Ingredients for 1 servings:
- 500 g butter
- 125 g sugar
- 4 eggs
- 1 kg flour
- 1 cup whipped cream
- 1 pinch of baking powder
- some schnapps
- 1 kg clarified butter for frying
- 500 g sugar
- 3 tbsp cinnamon, ground
Instructions
Working time approx. 2 hours; Total time approx. 2 hours
completely nicotine-free – a specialty from Franconia – made with a special rolling iron
Cream the butter and sugar until fluffy. Gradually add the eggs and heavy cream. Mix the flour with the baking powder and stir in, or rather, knead, along with the schnapps. Shape the dough into a ball, cover, and refrigerate overnight.

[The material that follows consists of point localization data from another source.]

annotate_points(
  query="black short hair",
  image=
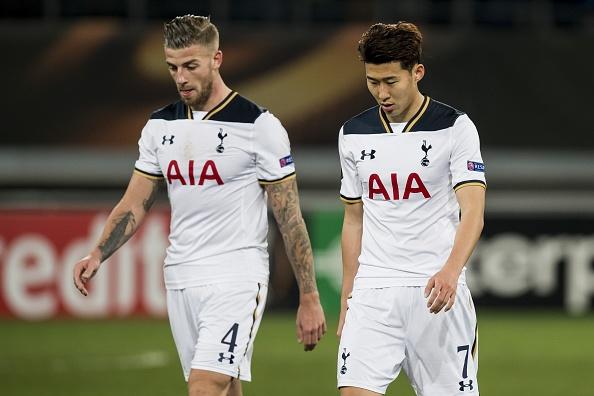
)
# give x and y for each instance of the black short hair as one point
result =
(396, 42)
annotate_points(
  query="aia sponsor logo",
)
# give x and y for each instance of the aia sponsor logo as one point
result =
(209, 172)
(413, 185)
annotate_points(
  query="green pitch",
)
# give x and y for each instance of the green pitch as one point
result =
(524, 353)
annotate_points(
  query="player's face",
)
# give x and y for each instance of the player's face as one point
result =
(395, 89)
(193, 69)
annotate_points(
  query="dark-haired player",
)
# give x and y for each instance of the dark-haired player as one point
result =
(414, 187)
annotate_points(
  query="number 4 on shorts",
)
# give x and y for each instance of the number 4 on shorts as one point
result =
(232, 334)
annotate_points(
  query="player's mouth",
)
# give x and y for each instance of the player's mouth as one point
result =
(388, 107)
(186, 92)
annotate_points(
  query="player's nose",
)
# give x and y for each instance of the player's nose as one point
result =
(383, 92)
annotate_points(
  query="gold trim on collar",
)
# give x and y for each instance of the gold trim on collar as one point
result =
(417, 116)
(220, 106)
(385, 121)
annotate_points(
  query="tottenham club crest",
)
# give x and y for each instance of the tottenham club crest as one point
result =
(220, 147)
(370, 154)
(425, 148)
(345, 355)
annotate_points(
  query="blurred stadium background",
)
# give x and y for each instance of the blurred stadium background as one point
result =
(80, 78)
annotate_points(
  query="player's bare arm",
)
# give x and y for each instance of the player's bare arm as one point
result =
(441, 288)
(352, 231)
(122, 223)
(284, 199)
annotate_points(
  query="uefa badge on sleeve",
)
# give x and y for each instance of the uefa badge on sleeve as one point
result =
(285, 161)
(475, 166)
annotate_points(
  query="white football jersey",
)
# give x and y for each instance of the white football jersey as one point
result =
(214, 168)
(407, 183)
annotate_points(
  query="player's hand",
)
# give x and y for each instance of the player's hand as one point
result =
(84, 270)
(311, 323)
(343, 308)
(441, 290)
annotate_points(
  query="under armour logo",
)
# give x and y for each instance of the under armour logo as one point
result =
(223, 357)
(371, 155)
(463, 386)
(220, 147)
(344, 356)
(425, 160)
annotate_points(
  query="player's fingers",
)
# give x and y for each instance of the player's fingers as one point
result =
(311, 337)
(321, 330)
(433, 296)
(429, 286)
(451, 302)
(77, 280)
(439, 302)
(88, 274)
(309, 347)
(299, 332)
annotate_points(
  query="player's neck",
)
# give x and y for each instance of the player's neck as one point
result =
(219, 92)
(410, 111)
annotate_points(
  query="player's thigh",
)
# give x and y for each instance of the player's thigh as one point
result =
(372, 343)
(209, 383)
(442, 349)
(353, 391)
(228, 323)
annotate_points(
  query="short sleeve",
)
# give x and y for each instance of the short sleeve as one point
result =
(274, 162)
(466, 162)
(147, 163)
(350, 185)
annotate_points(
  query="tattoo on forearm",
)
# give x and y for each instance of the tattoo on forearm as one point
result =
(148, 203)
(123, 229)
(285, 206)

Measure the circumference and length from the rolling pin. Using these measurements, cut a rectangular template out of cardboard. Roll out the dough in portions, place the template on top, and cut out. Place the dough around the rolling pin. Wrap the string attached to the rolling pin at approximately 1 cm intervals around the roll and fry in the oil until golden brown. After baking, unwind the string, carefully remove the pastry roll, and immediately roll it in the sugar/cinnamon mixture. Once cooled, place the rolls in a tin and, provided they are not eaten beforehand, they will keep for at least 4 weeks. If the threads on the rolling pin need to be replaced, make sure to use only cotton thread. Otherwise the thread will melt in the hot fat.